Afterwards, Eddie is caught and sent to prison. When he gets out, he is welcomed by Ruby and their young son. Ruby announces that Al Simpson, who had wanted to marry her himself, has gotten Eddie a legitimate job.

==Cast==

- Cast notes
- About her singing in the film, Jean Harlow said, "They have me singing in a reformatory! My singing would be enough to get me in, but I'd never be able to sing my way out." The song she sings, "Hold Your Man", was written by Nacio Herb Brown (music) and Arthur Freed (lyrics). Harriet Lee was the uncredited voice double for Harlow.

==Production==
Hold Your Man - the working titles for which were "Black Orange Blossoms", "He Was Her Man" and "Nora" - was in production from April 16 through May 1933.

Harlow and Gable made six films together, and Hold Your Man was the third, following on the great success of Red Dust (1932).
In Hold Your Man, under the tightened reign of the Hays Office, Loos was forced by Louis B. Mayer, the head of MGM, to have Harlow's character be punished for her sins (Premarital sex among them), which is why Ruby spends time in a reformatory, and also why Ruby and Eddie have to get married.

Harlow and Gable's other films together include The Secret Six (1931), China Seas (1935), both with Wallace Beery, Wife vs. Secretary (1936) with Myrna Loy and James Stewart, and Saratoga (1937) with Lionel Barrymore.

Writer Anita Loos also had an extended working relationship with Harlow. Hold Your Man was the second of five films they made together, their first being Red-Headed Woman (1932), then The Girl from Missouri (1934), Riffraff (1936), Saratoga (1937).

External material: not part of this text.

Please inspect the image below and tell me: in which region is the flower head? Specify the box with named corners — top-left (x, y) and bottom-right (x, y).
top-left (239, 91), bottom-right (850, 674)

Barbara Barondess said Gable, "wasn't the most gracious gentleman I had ever met. One day as I was walking to the lot, he caught up with me and with his false teeth flashing said, 'Hey Barbara, are you blonde all over?' I managed to suppress an urge to tell him off and simply said, 'That depends. But you will never find out.'"

==Response==
Critics were aware that the studio was trying to have its cake and eat it too, by presenting scandalous behavior early in the film, which is then justified by the punishment the characters are made to suffer later on—a pattern that would become endemic under the Production Code. The film critic for Variety wrote, "earlier sequences have plenty of ginger, but the torrid details are handled with the utmost discretion while conveying a maximum of effect." and Frank Nugent in The New York Times wrote, "The sudden transition from hard-boiled wisecracking romance to sentimental penitence provides a jolt."

Nevertheless, the critics praised Harlow and Gable, and the film was a smashing box office success, grossing $1.1 million ($654,000 in the US and Canada and $419,000 elsewhere) on a budget of $260,000—a profit of $433,000.

Harlow was well on her way to being the biggest star in Hollywood, and her next picture, Bombshell (1933), would not even need a male star to carry the film.